Amortized Sampling with Transferable Normalizing Flows
Charlie B. Tan, Majdi Hassan, Leon Klein, Saifuddin Syed, Dominique Beaini, Michael M. Bronstein, Alexander Tong, Kirill Neklyudov
TL;DR
Prose introduces a large-scale, transferable all-atom normalizing flow trained on peptide MD data that enables zero-shot, uncorrelated sampling across varying sequence lengths up to eight residues. It combines TarFlow-style autoregressive flows with adaptive conditioning and chemistry-aware permutations to achieve cross-system transfer while retaining efficient likelihood evaluation, and uses SNIS-based inference with self-improvement and temperature-transfer capabilities. Across the ManyPeptidesMD dataset, Prose delivers state-of-the-art sampling performance, surpassing MD under similar compute and providing robust transfer to unseen systems and temperatures. The work is complemented by extensive ablations, multiple sampling strategies, and open-source resources to encourage further exploration of amortized sampling methods in molecular modeling.
Abstract
Efficient equilibrium sampling of molecular conformations remains a core challenge in computational chemistry and statistical inference. Classical approaches such as molecular dynamics or Markov chain Monte Carlo inherently lack amortization; the computational cost of sampling must be paid in full for each system of interest. The widespread success of generative models has inspired interest towards overcoming this limitation through learning sampling algorithms.
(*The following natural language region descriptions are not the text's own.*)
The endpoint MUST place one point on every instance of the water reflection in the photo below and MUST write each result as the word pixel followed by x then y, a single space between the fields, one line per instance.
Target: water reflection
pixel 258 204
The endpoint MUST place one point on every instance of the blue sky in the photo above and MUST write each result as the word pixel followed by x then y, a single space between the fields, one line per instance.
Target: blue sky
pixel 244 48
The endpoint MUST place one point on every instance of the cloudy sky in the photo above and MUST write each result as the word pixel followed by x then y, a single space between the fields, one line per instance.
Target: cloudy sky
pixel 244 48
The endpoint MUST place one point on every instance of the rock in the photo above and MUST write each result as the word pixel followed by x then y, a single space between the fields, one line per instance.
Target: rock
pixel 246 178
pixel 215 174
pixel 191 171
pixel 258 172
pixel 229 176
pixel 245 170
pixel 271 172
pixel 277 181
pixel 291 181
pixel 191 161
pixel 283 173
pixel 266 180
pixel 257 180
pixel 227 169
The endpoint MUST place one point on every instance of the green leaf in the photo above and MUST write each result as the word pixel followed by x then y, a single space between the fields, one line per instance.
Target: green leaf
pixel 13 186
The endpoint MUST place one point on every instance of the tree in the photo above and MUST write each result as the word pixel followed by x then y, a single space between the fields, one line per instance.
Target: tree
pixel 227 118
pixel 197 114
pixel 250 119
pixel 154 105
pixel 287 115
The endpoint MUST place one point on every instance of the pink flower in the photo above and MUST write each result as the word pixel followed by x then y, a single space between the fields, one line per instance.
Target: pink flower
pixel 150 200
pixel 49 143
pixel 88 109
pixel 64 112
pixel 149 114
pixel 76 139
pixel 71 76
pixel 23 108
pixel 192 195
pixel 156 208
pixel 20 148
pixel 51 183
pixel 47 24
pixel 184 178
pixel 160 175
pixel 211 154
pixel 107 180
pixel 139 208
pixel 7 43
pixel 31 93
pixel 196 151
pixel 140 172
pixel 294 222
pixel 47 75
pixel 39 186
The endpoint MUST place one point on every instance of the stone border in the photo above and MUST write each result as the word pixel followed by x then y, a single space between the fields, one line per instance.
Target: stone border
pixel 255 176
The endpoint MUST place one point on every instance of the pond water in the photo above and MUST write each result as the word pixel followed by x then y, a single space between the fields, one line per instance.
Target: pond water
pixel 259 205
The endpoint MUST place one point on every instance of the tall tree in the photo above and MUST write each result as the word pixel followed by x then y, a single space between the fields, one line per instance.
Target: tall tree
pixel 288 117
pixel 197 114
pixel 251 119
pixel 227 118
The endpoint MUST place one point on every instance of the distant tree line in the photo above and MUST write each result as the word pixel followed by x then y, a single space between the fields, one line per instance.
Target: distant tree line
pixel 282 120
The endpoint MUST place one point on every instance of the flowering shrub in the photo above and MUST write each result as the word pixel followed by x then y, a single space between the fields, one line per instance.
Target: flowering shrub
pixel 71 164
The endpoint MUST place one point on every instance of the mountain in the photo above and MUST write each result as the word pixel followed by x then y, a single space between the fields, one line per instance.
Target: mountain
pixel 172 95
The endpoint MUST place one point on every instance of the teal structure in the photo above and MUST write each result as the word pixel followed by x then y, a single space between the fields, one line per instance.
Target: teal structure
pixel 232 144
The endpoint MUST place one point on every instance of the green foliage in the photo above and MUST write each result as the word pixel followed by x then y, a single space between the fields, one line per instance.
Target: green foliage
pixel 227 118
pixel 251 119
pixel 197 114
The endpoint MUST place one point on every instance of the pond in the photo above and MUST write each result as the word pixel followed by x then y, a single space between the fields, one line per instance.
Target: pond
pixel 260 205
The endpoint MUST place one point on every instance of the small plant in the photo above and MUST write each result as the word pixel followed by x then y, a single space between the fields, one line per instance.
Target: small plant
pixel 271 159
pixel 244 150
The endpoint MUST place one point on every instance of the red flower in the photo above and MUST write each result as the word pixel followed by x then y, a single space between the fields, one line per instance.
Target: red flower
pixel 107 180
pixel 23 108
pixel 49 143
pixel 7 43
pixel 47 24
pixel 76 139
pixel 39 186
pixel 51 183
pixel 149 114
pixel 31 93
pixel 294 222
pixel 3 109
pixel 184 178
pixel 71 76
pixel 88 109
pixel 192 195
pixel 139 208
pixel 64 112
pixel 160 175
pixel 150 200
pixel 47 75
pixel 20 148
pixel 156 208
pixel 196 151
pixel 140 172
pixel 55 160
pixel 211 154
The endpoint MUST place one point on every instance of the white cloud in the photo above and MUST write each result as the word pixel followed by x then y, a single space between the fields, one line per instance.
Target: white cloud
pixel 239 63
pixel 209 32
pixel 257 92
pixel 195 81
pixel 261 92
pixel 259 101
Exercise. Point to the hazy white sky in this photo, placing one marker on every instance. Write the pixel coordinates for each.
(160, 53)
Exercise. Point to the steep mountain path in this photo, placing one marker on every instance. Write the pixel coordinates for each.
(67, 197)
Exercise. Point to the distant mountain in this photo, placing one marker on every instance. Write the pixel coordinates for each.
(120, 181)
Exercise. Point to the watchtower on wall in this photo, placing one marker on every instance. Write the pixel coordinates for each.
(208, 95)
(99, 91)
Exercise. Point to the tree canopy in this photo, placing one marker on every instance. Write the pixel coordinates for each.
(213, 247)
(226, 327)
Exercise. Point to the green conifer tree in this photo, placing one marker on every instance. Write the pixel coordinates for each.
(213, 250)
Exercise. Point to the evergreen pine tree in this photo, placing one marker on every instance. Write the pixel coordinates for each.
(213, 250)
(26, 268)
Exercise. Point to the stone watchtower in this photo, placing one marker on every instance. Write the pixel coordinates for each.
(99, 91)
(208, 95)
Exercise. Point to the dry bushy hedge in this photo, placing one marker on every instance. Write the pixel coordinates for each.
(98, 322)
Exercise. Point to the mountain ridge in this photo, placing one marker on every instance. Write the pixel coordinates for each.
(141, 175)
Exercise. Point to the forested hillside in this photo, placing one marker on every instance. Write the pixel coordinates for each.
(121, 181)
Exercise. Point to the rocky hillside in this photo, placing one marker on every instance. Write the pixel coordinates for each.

Despite performing competitively with conventional methods when trained on a single system, learned samplers have so far demonstrated limited ability to transfer across systems. We demonstrate that deep learning enables the design of scalable and transferable samplers by introducing Prose, a 285 million parameter all-atom transferable normalizing flow trained on a corpus of peptide molecular dynamics trajectories up to 8 residues in length. Prose draws zero-shot uncorrelated proposal samples for arbitrary peptide systems, achieving the previously intractable transferability across sequence length, whilst retaining the efficient likelihood evaluation of normalizing flows. Through extensive empirical evaluation we demonstrate the efficacy of Prose as a proposal for a variety of sampling algorithms, finding a simple importance sampling-based finetuning procedure to achieve competitive performance to established methods such as sequential Monte Carlo. We open-source the Prose codebase, model weights, and training dataset, to further stimulate research into amortized sampling methods and finetuning objectives.